Detrás de una apelación patriótica a defender lo que sería un interés común (e insistimos en que no hay ningún interés común entre grandes millonarios y masas empobrecidas), se promueve el apoyo y seguidismo a un proyecto ajeno en términos de clase.

La reivindicación de las fuerzas de represión, la transformación del no pago de la deuda en la defensa de su cumplimiento y la asociación de esa claudicación a la idea de “soberanía”, la cesión territorial a través de proyectos megamineros (Argentina no ha dejado de “extranjerizar” la tierra), la coptación de movimientos sociales y DDHH, la confusión provocada en anteponer neoliberalismo y capitalismo, o capitalismo frente a populismo, o Mercado vs. Estado, etc… nada de eso es casual. Rastros diversos de estas afirmaciones se encuentran en los propios discursos de les ejecutives a cargo, se llamen Alberto, Mauricio, Cristina, Néstor, Eduardo, Fernando, Carlos o Raúl.

Si en el 2001 se abrió una brecha y se pudo constituir un quiebre en ese sentido, aún no hemos terminado de saldar esa deuda, y está gravamente herido -sino agotado- el costado más progresivo del intento de restauración que constituyó el Kirchnerismo (y que como hemos dicho, reniega de ese pueblo en la calle y opta por conveniencia de encumbrar la institucionalidad y la vuelta al camino de “la normalidad” a través de figuras tan disímiles y de vaivén que tornan ridículo cualquier intento de representar un mismo interés. De allí que “todos” no pueda conducir nunca a la satisfacción de “todos”, y que en la disyuntiva de su rumbo, siempre se recueste en su lado conservador, tendiendo más a la perduración del status quo que a su ocaso).

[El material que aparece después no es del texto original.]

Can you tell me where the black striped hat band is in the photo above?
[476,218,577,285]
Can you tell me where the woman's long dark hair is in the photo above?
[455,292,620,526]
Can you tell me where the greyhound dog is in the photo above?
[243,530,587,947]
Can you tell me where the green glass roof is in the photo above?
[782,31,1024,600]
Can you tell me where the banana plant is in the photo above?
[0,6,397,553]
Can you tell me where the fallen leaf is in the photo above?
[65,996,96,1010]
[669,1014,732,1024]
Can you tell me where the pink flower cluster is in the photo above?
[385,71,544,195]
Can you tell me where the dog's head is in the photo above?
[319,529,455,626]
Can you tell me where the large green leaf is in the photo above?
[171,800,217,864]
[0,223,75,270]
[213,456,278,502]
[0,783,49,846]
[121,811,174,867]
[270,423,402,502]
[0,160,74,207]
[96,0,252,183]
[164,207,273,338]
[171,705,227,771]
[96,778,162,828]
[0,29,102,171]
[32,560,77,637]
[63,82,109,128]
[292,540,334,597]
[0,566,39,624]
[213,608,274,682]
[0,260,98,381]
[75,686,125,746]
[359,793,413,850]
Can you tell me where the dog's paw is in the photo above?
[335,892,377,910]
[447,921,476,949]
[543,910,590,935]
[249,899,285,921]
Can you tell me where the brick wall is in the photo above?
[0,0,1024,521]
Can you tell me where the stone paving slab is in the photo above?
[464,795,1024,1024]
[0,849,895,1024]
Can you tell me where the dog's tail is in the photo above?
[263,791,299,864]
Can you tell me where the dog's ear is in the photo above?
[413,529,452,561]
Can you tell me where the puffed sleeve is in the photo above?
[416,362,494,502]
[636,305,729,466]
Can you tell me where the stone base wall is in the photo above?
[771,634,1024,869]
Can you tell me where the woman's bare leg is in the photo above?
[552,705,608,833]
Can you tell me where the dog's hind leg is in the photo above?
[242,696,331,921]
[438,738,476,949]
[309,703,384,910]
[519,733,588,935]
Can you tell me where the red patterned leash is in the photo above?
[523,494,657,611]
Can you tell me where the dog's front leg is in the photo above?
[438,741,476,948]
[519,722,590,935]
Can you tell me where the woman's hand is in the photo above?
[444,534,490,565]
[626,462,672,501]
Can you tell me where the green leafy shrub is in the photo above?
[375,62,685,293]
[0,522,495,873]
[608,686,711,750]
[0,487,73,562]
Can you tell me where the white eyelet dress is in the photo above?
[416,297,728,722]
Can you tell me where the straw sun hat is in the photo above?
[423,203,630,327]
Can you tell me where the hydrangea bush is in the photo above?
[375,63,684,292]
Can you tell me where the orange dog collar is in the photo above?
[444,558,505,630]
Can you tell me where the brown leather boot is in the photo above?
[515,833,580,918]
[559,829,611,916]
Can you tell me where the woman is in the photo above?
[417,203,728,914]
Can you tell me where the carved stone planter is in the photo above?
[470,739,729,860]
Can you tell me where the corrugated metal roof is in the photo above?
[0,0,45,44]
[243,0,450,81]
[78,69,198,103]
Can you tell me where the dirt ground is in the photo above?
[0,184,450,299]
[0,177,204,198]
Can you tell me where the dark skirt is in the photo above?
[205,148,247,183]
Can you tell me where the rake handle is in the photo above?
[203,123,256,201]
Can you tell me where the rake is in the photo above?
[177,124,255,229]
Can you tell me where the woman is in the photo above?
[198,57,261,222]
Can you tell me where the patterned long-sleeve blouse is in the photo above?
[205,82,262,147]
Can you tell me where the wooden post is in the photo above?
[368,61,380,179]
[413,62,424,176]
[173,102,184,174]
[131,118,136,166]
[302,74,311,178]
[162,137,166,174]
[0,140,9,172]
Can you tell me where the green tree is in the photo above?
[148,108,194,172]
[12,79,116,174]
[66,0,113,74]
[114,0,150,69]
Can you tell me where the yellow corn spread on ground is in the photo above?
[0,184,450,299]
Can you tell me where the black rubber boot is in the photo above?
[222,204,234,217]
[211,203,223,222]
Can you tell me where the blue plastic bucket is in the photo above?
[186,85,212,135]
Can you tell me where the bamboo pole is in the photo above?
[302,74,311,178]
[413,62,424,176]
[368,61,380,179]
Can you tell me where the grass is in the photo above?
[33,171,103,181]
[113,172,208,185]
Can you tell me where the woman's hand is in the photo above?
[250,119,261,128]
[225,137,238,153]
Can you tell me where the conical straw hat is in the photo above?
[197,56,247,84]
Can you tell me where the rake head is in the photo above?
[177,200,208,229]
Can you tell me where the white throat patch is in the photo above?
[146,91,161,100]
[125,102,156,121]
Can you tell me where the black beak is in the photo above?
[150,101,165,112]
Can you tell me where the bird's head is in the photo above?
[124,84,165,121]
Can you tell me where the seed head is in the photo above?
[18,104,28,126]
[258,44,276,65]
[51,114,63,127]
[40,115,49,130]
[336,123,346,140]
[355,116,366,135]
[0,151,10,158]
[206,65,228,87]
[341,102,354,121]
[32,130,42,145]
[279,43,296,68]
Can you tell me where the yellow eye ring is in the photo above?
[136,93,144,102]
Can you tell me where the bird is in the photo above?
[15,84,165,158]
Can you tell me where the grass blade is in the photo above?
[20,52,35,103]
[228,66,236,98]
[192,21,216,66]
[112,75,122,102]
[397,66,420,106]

A contramano del nacionalismo confuso que disipa las profundas diferencias de clase, reivindicamos un 25 de mayo revolucionario, recordando no sólo a los más avanzados y decididos protagonistas de 1810, sino al pueblo que los empujaba. Recordamos a los huelguistas de 1910 y a sus luchadores/as. Y recordamos, sin dudarlo, al PRT fundado un 25 de mayo de 1965, que retomaba los ideales libertarios de mayo de principios de siglo XIX en pos de construir nuestra definitiva independencia.